Emergency and Urgent Care Services Adapt to Greater Presence in the Healthcare Continuum

April 1, 2021
April 1, 2021

Consumers’ demand for convenience has reshaped the restaurant and retail landscapes, as apps for online ordering, curbside pickup and home delivery for meals, groceries, and more continue to proliferate. And while healthcare isn’t quite at the “care at your door” stage, providers have seen the trend and are working to meet consumers where they are.

Nowhere is that more evident than in the growth of emergency and urgent-care services. Freestanding emergency departments (EDs) and care clinics have popped up in communities of every size. Major healthcare players have begun building out networks of their own, and in some cases, purchasing existing brands, giving this type of care a more solid footing and deeper pockets when it comes to expansion.

As these facilities rush to fill in the gap between physician office/clinic and tertiary hospital, they are facing unique challenges that come with the growth. They include:

  • Capacity

    Freestanding EDs and urgent-care clinics are shoehorned into neighborhood retail spaces, more often than not. A limited footprint is part of their appeal on the development side, but that means small staff, limited exam space, and a finite amount of equipment and services.

  • Reimbursements

    Insurance providers and agencies such as CMS are still getting used to EDs and urgent care centers. Proper coding and checking coverage quickly upon the patient’s arrival are necessary in order to ensure prompt payment and no penalties.

  • Staffing

    Many smaller sites such as these make do with a mix of physicians, physician assistants, nurse practitioners, and other staff who can handle routine medical issues such as cuts and scrapes, colds, and even broken bones. Attention must be paid, however, to making sure that the mix of qualified staff is able to cover as wide a spectrum of care as possible, so that patients can be treated onsite vs. referred elsewhere.

  • Consumer education essential for success
    Communities have embraced the freestanding ED/urgent-care clinic model with gusto, and healthcare providers have responded. In Texas alone, growth has been tenfold over the past few years. There and in other large-population states, it’s not uncommon to see competitors within blocks of each other. From 2008 to 2015, there was a 76 percent increase in hospital-operated freestanding EDs, largely in Texas, Colorado, and Arizona, which don’t require a license-seeking ED to meet determination of need regulations. Now there are hundreds of them, and some are being built ahead of an affiliated hospital, rather than vice-versa, in order to give a major healthcare provider a toehold in a desirable market.

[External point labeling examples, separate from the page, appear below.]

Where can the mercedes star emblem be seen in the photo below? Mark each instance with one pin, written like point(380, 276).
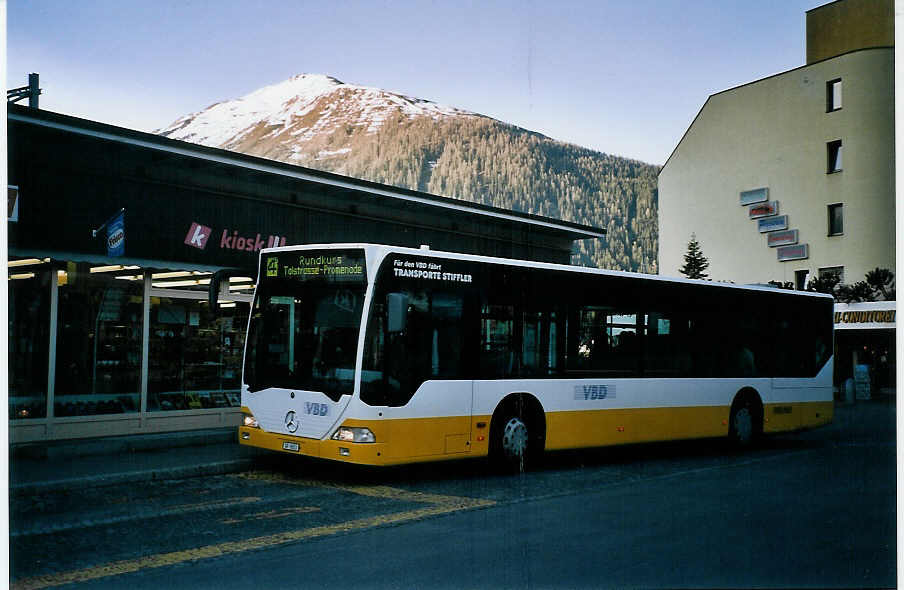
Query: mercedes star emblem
point(291, 422)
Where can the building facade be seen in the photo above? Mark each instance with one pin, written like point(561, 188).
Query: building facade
point(793, 177)
point(114, 332)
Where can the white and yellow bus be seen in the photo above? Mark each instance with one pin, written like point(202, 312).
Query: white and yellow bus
point(383, 355)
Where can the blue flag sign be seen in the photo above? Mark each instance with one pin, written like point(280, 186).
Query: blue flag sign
point(116, 235)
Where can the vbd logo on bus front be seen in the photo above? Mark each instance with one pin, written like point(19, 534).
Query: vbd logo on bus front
point(315, 409)
point(593, 392)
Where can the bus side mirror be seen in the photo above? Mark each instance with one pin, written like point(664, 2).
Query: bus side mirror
point(397, 312)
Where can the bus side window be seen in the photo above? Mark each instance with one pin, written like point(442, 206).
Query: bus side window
point(497, 341)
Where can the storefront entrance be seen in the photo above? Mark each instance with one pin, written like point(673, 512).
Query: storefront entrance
point(865, 349)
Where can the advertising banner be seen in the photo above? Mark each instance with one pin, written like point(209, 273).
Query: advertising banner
point(116, 235)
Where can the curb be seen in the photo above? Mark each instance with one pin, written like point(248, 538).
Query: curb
point(96, 481)
point(69, 449)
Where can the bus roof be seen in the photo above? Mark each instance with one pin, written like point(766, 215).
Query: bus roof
point(385, 249)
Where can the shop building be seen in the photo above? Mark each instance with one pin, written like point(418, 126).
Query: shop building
point(107, 341)
point(793, 177)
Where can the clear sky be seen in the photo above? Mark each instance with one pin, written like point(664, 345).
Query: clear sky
point(625, 77)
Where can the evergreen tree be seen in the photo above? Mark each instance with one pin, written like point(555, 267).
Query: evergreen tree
point(882, 281)
point(695, 264)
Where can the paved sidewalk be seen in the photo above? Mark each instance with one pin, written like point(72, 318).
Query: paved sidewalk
point(80, 464)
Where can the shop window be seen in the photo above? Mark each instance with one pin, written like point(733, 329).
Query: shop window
point(833, 95)
point(99, 335)
point(29, 340)
point(836, 219)
point(834, 152)
point(195, 357)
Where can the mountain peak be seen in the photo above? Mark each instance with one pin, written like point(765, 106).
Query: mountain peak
point(301, 108)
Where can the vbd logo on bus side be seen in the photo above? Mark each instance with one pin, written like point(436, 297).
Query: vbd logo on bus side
point(315, 409)
point(272, 267)
point(593, 392)
point(291, 421)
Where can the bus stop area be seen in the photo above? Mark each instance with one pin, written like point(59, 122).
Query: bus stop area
point(74, 465)
point(70, 465)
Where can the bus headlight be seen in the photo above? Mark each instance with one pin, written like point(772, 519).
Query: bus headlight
point(354, 434)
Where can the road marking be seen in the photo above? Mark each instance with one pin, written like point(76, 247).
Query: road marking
point(271, 514)
point(436, 505)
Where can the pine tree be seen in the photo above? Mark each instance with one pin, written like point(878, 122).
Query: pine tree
point(694, 262)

With popularity comes challenge. Because the size of freestanding EDs and urgent care clinics is unlikely to change, they and their partner facilities must continue to educate consumers about which healthcare option they need to exercise when a need arises.

For one, they must be clear and transparent about what they do, and don’t offer:

Freestanding ED: Offers 24/7 access to a qualified emergency room doctor and nurse, as well as lab and radiology technicians, some blood testing and imaging that usually includes X-ray, ultrasound, and tomography. These facilities can treat life-threatening conditions such as heart attack and stroke, as well as minor trauma. The vast majority of their patients are walk-ins, vs. being delivered by ambulance, and few require forwarding to a hospital for admission.

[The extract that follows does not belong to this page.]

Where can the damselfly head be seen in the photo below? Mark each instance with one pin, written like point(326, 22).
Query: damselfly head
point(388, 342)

Urgent Care Clinic: Staffing expertise level and number (nurse practitioners and physician assistants vs. doctors and nurses), testing, and therapeutic options vary greatly across these sites, depending on municipal and state regulations. They are rarely open 24/7, but do fill a need for patients who need to arrest or slow down a situation, such as the onset of strep throat, but cannot see their physician because it’s after hours or the weekend, and who are not in severe enough distress to warrant a visit to a freestanding or hospital-attached ED.

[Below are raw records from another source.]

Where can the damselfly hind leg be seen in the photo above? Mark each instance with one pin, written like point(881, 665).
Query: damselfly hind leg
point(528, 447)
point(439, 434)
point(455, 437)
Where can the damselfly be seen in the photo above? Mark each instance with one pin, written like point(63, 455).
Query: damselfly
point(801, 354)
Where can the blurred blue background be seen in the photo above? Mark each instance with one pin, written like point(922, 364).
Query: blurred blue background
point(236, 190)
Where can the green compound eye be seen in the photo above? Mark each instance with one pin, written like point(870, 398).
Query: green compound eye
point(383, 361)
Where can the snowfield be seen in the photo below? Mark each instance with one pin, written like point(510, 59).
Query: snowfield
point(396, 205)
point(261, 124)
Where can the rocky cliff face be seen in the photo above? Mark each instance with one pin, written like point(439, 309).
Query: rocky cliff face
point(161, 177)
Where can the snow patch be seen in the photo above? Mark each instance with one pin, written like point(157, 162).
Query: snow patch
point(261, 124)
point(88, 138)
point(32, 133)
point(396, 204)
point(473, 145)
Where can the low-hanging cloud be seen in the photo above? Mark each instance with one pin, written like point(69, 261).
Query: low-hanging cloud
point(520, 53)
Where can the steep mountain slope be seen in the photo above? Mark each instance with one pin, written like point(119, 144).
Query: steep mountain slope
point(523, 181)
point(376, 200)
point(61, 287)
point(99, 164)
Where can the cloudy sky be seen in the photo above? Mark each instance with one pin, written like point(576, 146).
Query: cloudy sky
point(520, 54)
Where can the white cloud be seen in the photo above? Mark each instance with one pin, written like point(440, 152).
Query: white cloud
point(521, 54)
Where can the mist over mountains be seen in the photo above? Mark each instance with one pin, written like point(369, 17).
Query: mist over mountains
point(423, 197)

Hospitals and hospital systems looking to deepen their community engagement are finding freestanding EDs to be a cost-effective and viable way to do so. Similarly, they also are engaging in urgent clinics that are standalone models or attached to major grocery and drugstore chains. Whatever the case, it’s certain that consumer demand for convenience will continue the push for localized and on-demand healthcare, so providers must be certain they are providing what their communities want, as well as where and when they are doing so.